Integration with Complex Numbers

[waealu]

Homework Statement

Evaluate ∫$^{∏}_{0}$e^(1+i)xdx

Homework Equations

I know that the Real part of this is -(1+e^∏)/2 and the Imaginary part is (1+e^∏)/2, but I can't get the right solution.

I tried using u-substitution to create something that looked like ∫$^{∏}_{0}$((e^u)/(1+i))du

but I don't think that's correct. How do I solve this? Thanks!

 

[Dick]

Homework Statement

Evaluate ∫$^{∏}_{0}$e^(1+i)xdx

Homework Equations

I know that the Real part of this is -(1+e^∏)/2 and the Imaginary part is (1+e^∏)/2, but I can't get the right solution.

I tried using u-substitution to create something that looked like ∫$^{∏}_{0}$((e^u)/(1+i))du

but I don't think that's correct. How do I solve this? Thanks!

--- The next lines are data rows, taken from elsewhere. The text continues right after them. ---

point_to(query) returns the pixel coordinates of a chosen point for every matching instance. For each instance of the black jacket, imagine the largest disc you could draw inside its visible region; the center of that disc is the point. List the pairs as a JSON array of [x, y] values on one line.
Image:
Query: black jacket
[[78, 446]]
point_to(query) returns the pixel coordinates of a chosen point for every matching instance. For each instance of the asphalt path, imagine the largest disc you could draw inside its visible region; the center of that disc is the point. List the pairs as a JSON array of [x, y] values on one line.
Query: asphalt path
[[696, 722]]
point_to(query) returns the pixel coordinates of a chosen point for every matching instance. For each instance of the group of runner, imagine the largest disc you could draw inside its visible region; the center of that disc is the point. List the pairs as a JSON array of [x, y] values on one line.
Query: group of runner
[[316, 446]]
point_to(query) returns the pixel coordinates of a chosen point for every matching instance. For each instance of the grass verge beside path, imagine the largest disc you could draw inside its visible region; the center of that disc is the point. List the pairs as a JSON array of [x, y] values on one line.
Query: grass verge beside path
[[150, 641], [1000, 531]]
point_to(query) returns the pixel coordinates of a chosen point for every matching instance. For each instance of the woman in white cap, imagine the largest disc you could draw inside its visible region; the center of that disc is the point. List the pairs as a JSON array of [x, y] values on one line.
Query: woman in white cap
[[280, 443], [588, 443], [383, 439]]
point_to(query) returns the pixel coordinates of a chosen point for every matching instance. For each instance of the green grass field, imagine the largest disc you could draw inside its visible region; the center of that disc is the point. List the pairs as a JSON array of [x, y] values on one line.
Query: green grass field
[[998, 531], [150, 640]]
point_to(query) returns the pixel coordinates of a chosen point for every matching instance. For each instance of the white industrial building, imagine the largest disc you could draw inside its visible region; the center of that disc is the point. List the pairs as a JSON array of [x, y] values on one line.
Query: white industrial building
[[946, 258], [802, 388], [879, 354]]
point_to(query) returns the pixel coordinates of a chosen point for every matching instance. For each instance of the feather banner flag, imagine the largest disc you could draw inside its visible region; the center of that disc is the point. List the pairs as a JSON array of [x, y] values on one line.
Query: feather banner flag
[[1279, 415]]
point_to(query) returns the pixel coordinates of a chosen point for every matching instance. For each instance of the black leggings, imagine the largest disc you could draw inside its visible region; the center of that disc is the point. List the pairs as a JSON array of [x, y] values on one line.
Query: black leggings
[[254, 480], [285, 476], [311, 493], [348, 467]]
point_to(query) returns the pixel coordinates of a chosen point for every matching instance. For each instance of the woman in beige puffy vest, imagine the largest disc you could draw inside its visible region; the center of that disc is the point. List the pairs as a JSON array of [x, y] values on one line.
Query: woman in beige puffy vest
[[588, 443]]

Your substitution is fine. Except the u limits aren't the same as the x limits. Just do the u integration and then change back to x.

 

[HallsofIvy]

Or, equivalently, change the limits of integration as you change the variable. You made the substitution u= (1+ i)x so that du= (1+ i)dx so that dx= du/(1+ i). If $x= \pi$ then $u= (1+ i)\pi$ and if x= 0, u= 0 so the integral becomes
$$\frac{1}{1+ i}\int_0^{(1+i)\pi} e^udu$$